Digital signal processors utilizing a microcomputer have been developed to perform a variety of tasks more efficiently than can generally be achieved utilizing a general purpose microprocessor. One standard division technique employed in such digital signal processors utilizes a radix 2 non-restoring divide algorithm. Such a known operation utilizes the sequence shown in TABLE I with the results of each processing step being repetitively stored in two accumulators to derive the final quotient and remainder.
In step 1 of TABLE I, an accumulator ACC1 which will eventually hold the remainder R, is initialized to 0. An accumulator ACC0 which will eventually hold the quotient Q, is loaded with the dividend d.

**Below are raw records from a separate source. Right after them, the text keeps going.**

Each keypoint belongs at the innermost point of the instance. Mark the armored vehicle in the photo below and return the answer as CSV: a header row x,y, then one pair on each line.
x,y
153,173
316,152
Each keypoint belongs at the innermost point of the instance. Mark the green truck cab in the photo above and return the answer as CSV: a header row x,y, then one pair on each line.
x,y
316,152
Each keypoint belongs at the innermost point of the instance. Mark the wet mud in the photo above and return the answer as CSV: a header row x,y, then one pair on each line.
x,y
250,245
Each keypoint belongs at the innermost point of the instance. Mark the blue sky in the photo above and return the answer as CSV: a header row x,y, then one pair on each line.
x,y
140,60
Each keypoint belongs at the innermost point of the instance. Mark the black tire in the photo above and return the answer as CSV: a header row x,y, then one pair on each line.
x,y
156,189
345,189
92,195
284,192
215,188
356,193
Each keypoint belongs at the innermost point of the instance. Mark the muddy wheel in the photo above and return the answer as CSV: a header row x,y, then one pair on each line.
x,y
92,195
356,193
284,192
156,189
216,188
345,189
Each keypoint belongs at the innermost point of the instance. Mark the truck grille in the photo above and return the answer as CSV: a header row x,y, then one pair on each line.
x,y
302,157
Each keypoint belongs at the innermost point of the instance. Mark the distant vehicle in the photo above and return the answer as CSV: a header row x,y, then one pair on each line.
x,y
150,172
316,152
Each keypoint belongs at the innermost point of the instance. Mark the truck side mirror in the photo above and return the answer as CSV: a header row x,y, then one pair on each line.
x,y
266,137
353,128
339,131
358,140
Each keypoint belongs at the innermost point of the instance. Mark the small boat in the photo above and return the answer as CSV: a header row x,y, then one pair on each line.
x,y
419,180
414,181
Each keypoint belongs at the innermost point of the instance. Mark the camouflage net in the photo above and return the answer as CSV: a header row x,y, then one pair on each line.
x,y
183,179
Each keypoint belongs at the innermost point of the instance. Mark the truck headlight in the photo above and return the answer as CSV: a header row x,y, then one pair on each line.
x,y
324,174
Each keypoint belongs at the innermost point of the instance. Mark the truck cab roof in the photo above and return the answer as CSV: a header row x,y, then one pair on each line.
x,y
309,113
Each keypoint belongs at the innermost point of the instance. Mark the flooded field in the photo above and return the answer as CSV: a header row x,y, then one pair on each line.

In step 2a, the remainder R is first tested to determine whether it is less than 0. Both the current R and Q values in accumulators ACC1 and ACC0 respectively, are then doubled and the most significant bit q of the dividend d currently stored in the accumulator ACC0, is added to the remainder R. Then depending upon the results of the test on the remainder R, the divisor D is either added to or subtracted from the current value of the remainder R to derive a new value for the remainder which is again stored in accumulator ACC1.
Under step 2b if the current value of the remainder R is negative, the quotient Q in the accumulator ACC0 remains the same. On the other hand if the value of R is greater than or equal to 0 the value of the quotient Q in the accumulator ACC0 is incremented by 1.
Once step 2 has been iterated n times (n being equal to the number of binary bits in the divident d), step 3 is performed once to restore the remainder R to a positive value if the current value in the accumulator ACC1 is negative.
As is well known, the values of R and Q in step 2a can be doubled by shifting them one position in the registers ACC1 and ACC0. It can be seen that it is necessary to test twice for the value of R during each iteration of the divide operation, in order to determine whether D should be added to or subtracted from R as detailed in step 2a, and then whether the quotient Q should remain the same or be incremented by 1 as detailed in step 2b. Hence using this standard technique, the remainder R must be tested twice during each step of the divide operation. Because it is necessary to test the value of R twice during each iteration of step 2, the number of instruction cycles is essentially double the number of binary bits in the dividend d. Step 3 is needed to restore the remainder to a positive value should the result in accumulator ACC1 be negative after step 2 is iterated n times.